Wednesday, March 20, 2013

Second Nature

Dolphins. The ancient Native American myth of Kokopelli. Francis Crick's theory of the origin of life on Earth. And this is a love story?

“The book’s large amount of exposition—on everything from nanotechnology to cetacean biology—is smoothly integrated into the fast-paced narrative.” --- Kirkus Reviews

When the heart sees more keenly than the eye, beauty is unexpectedly found.

Gen is a teen-age woman. She is also a bio-warfare research project, designed by Col. Jack Eberhard. Born at Redstone Military Laboratories inside a quarantine unit rated Biohazard Level Four, Gen’s body harbors billions of microscopic organisms that have mutated from her genetically altered cells. The tiny entities in Gen’s tissues control life at the molecular level and Eberhard weekly tests their ability to heal the simulated combat wounds he inflicts on her.

When a deadly threat forces Gen to escape the lab, she discovers that her marvelous power to reconstruct living tissue, from proteins to cells to whole organs, enables her to transform herself bodily into any animal whose DNA she collects through a simple touch.

While in the form of a dolphin, Gen saves dolphin researcher Cade Seaborne from drowning. Her heartfelt attraction to him compels her to spontaneously shape-shift back into human form; but the morphing is incomplete and Cade encounters Gen as a woman with her head and face hideously deformed.

As Gen struggles with her dilemma of falling in love with a kind-hearted man who nonetheless regards her as pitifully ugly, the evolving microscopic life-forms inside her compel her to complete a frightening journey to fulfill their mysterious mission. Meanwhile, Eberhard has tracked down Gen and he’s sending in Special Forces to carry out a priority-one Executive Order: capture and destroy his dangerous experiment. When Cade at last recognizes beauty behind the mask of a beast, he’ll give his life to protect the unusual woman he cherishes. And he learns that love has its own transformative power.

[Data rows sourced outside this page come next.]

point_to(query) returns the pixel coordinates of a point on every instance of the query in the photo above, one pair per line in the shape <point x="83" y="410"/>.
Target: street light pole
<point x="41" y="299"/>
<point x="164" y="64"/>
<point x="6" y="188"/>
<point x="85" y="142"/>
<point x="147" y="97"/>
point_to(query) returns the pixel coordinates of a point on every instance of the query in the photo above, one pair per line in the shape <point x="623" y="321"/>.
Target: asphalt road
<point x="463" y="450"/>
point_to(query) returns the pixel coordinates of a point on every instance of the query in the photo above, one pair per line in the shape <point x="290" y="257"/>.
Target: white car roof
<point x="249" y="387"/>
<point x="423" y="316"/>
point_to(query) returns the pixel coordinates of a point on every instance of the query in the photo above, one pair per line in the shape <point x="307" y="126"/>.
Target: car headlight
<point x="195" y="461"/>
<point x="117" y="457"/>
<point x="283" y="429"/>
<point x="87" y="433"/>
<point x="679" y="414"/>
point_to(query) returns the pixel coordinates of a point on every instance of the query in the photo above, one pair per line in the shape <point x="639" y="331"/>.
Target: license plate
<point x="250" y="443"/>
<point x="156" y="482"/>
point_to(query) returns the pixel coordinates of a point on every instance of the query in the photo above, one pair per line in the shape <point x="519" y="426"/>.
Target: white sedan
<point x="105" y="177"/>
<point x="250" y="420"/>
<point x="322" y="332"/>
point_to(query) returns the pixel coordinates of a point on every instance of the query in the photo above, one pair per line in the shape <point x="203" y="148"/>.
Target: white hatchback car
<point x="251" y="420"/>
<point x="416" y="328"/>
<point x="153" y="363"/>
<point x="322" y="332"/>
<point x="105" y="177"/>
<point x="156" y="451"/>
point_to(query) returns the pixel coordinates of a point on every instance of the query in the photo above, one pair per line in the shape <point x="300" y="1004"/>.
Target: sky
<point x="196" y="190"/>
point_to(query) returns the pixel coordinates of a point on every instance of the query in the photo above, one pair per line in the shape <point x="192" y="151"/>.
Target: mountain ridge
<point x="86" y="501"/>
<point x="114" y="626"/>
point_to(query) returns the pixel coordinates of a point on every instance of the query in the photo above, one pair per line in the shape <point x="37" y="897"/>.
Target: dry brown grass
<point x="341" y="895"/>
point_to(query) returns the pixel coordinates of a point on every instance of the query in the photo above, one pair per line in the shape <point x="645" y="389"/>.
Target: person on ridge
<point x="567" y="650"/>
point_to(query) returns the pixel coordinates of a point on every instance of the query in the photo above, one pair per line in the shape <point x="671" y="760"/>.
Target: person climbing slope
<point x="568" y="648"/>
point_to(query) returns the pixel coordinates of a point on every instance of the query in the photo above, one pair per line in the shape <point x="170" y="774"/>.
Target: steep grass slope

Michael Crichton meets Hans Christian Anderson in this romantic thriller with the brains of science fiction and the heart of a fairy tale. 

Tuesday, March 19, 2013

Men's Locker Room Clash

I’m standing naked next to a 50-something dude in the men’s locker room, where two rules always apply: 1) Talk only about sports, 2) Don’t eye each other’s genitals. 

The guy has got an exotic language tattooed on his right shoulder and I read it aloud: “‘Om mani padme hum,’” I say, “In Tibetan.”

“That’s what it says,” he agrees, “but it’s not Tibetan. It’s Sanskrit.”

“The words are Sanskrit,” I say, “but that script on your shoulder is Tibetan.” I flash my left shoulder tattoo at him, to show him a true Sanskrit Om. “The Uchen script in your tattoo was developed in the 7th century, based on an Indic alphabet. That’s why it looks a bit like Sanskrit, but you can see it’s not the same.” I point to my right shoulder, upon which is tattooed the Sanskrit syllable Hrim. “Compare the letter ‘H.’” I point to the Sanskrit “H” on my shoulder and then to the Tibetan “H” in the word Hum on his shoulder. “See?” My pointer finger does not penetrate his zone of personal space, but it hovers dangerously close. 

The guy glares at me. We were supposed to be chatting about football, and now I’ve unintentionally challenged his manhood. Besides, any man as hairy as I am should be incapable of articulating more than bearish grunts. Is it too late to ask, “How ‘bout them Seminoles?”

“My root guru is Avalokiteshvara,” he tells me, in an attempt at one-upmanship.
“The Buddha of Infinite Compassion,” I say, defeating his secret code almost before the words have left his lips. His eyes turn downward. My Kung-Fu is stronger than his. He retreats to the shower. 

I think to shout after him, “The English word ‘clash’ is derived from the same Indo-European root as the Sanskrit word ‘klesha.’” But I keep that information to myself.

It’s a good thing we weren’t talking about football; I don’t know a damned thing about football.